But standing there in Vivian’s driveway, watching Sheriff Lewis standing in his bathrobe, pointing to the sky as if he were Poseidon holding his triton over the ocean, it didn’t seem like the right time to mention either of these things.
“If you say so,” I mumbled.
He didn’t hear me.
He was fully awake now, pacing the driveway, talking out loud. Mikey had reverted back to the shadows, and no one seemed to have noticed. I envied him.
“We need a search team,” the sheriff announced. He fished around in one of the robe’s pockets and produced his trusty pipe.
This did not surprise me.
Nothing surprised me anymore.
“I’ll make some phone calls,” he said, but it was clear he was telling this to himself and not to us. “See if we can pull in some reinforcements. But first, the search team. We’ll form a perimeter, fan out…” His voice lowered so I couldn’t hear him, but he was still plotting, making plans.
“Can you believe this?” I whispered to Gunnar.
He just shrugged. “It’s the sheriff. What else did you expect?”
He had a good point.
Sheriff Lewis had taken me by surprise the first time I’d met him. His incompetence as a law enforcement officer had been reinforced with every one of my encounters with him.
As I watched him stick his pipe in his mouth and pull out his cell phone to begin arranging for a search team for a girl he wasn’t even sure was missing, I realized tonight was going to be no exception.
FOURTEEN
Gunnar woke me up the next morning.
Well, actually, it was his rooster.
I blinked a couple of times, startled by the sound of it. It took me a minute to remember where I was. Laying in my bed, on my farm, in the little town of Latney.
Despite having lived there for two months, this still happened to me. I’d sleep so deeply, so soundly, that I’d wake up and for one split second, feel disoriented and panicked as it registered that I was in a strange bedroom and not my familiar one back in Arlington.
And then just as soon as the panic rose, it subsided, because I would remember.
I was home. My new home.
In Latney.
The rooster crowed again and I shifted into a sitting position, trying to wake up.
It had taken me a little while to fall asleep. I’d been wound up after watching the sheriff kick into high gear over Vivian’s missing person report.
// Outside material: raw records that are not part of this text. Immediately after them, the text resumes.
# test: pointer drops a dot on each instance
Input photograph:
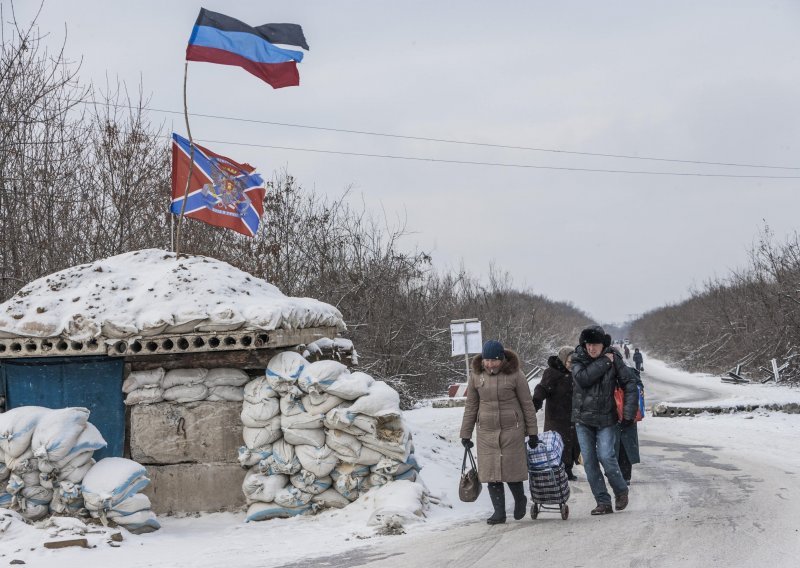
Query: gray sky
(711, 81)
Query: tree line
(748, 317)
(85, 174)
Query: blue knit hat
(493, 349)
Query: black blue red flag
(222, 192)
(217, 38)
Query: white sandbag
(176, 377)
(344, 445)
(330, 498)
(16, 429)
(225, 393)
(226, 377)
(259, 390)
(284, 458)
(255, 415)
(186, 393)
(142, 379)
(320, 404)
(250, 457)
(260, 437)
(381, 400)
(259, 487)
(284, 369)
(291, 496)
(112, 480)
(265, 511)
(317, 377)
(350, 386)
(304, 436)
(146, 395)
(319, 461)
(291, 402)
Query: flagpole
(191, 164)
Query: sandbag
(350, 386)
(177, 377)
(319, 461)
(186, 393)
(141, 379)
(259, 390)
(317, 377)
(16, 429)
(226, 377)
(256, 415)
(146, 395)
(225, 393)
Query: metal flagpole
(191, 164)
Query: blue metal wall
(58, 382)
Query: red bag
(619, 398)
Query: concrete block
(188, 488)
(199, 432)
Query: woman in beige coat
(499, 403)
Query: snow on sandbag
(141, 379)
(344, 445)
(259, 487)
(16, 429)
(256, 415)
(186, 393)
(225, 393)
(259, 390)
(350, 386)
(318, 461)
(284, 369)
(176, 377)
(317, 377)
(320, 403)
(146, 395)
(304, 436)
(291, 496)
(381, 400)
(397, 504)
(331, 498)
(309, 483)
(260, 437)
(112, 480)
(266, 511)
(226, 377)
(248, 457)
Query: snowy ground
(712, 491)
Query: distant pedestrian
(499, 401)
(638, 360)
(556, 388)
(597, 370)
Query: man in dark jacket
(597, 370)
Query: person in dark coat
(638, 360)
(597, 370)
(556, 388)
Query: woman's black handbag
(468, 486)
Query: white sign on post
(474, 339)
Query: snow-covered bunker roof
(149, 292)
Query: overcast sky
(709, 81)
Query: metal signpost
(465, 338)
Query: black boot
(498, 496)
(520, 501)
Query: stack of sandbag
(317, 436)
(110, 492)
(184, 385)
(46, 454)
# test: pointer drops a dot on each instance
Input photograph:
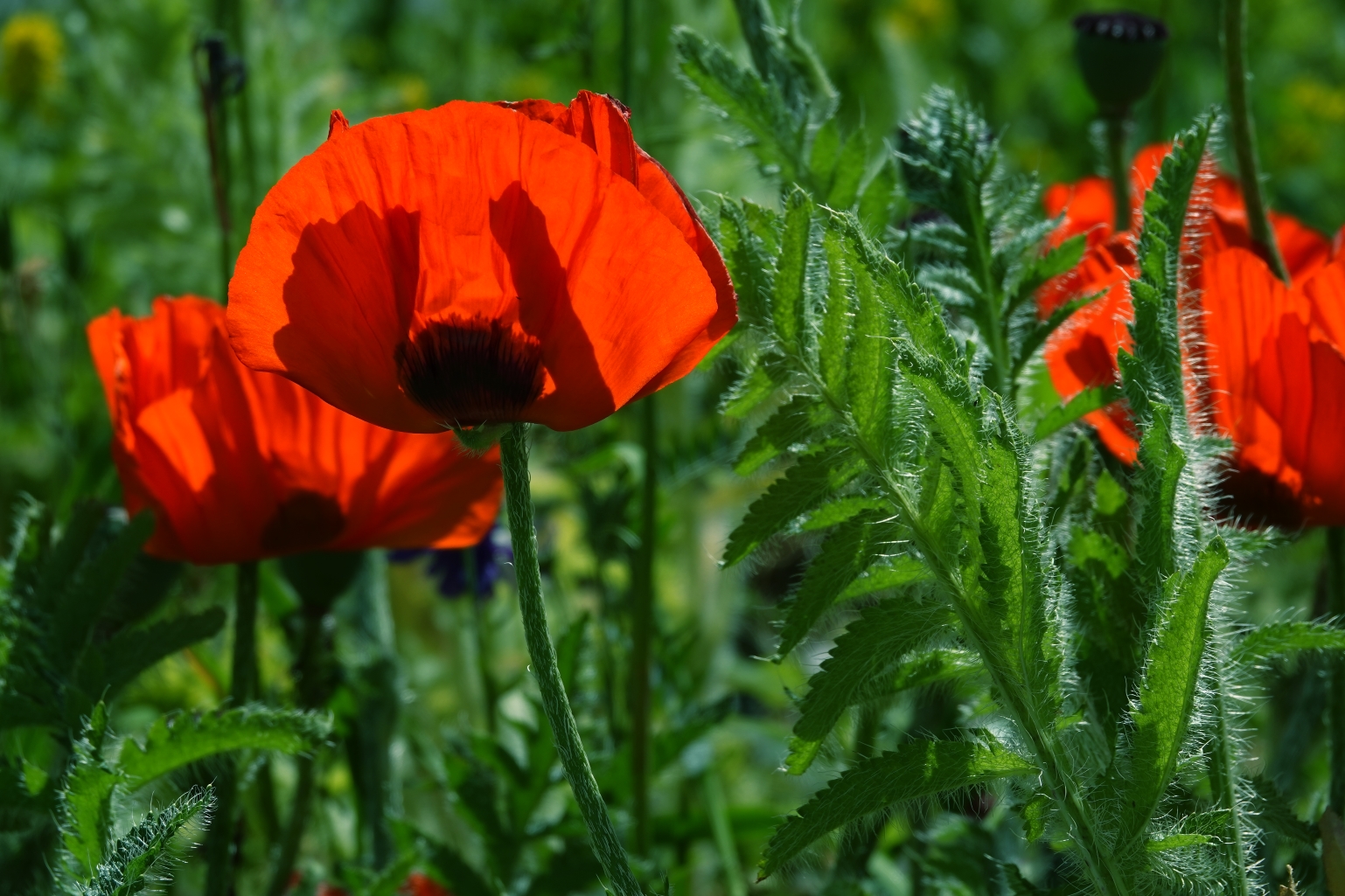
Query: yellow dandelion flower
(30, 55)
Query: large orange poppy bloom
(240, 464)
(479, 262)
(1083, 351)
(1277, 367)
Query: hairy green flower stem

Was he seeing something I wasn’t? Could he infer, based on the same information that I had, that Leslie was actually in some kind of danger?
I wasn’t an investigator, but I liked to think I knew at least a little bit about protocol and SOPs. And I was pretty sure the sheriff was going about it all wrong.
But who was I to correct him? I was just a new resident in his town, someone who had zero experience in law enforcement.
Gunnar had convinced me to leave prior to the search party showing up, and I’d reluctantly agreed. I wasn’t planning on being a part of anything the sheriff organized, but I also squelched the idea of embarking on my own search. I knew what I knew.
You don’t look for someone who might not really be missing.
I glanced at my alarm clock. It was just shy of six-thirty but the sun was already making its appearance, tinting the sky pink and blue as it began its march across the sky.
I thought about Vivian and Leslie, and wondered if she’d come home on her own or if the sheriff had had to drag her in. Would she have been embarrassed? Angry? My money was on angry.
I stretched and stole a peek out the window. It was Monday, which since retiring from Capitol Cases, held no real significance in my life. There was no place I had to report to, no job I was being paid to go do. My time was my own and while I relished the freedom and relaxed nature of my new life, it also had the tendency to leave me feeling like I was without a rudder. I’d had to try my hand at some self-discipline: setting an alarm clock so I wouldn’t oversleep—although so far, this was rarely an issue, as Mr. Rooster was always up before me—and making lists so I had something tangible to refer to, something that would force me to see some productivity in my day.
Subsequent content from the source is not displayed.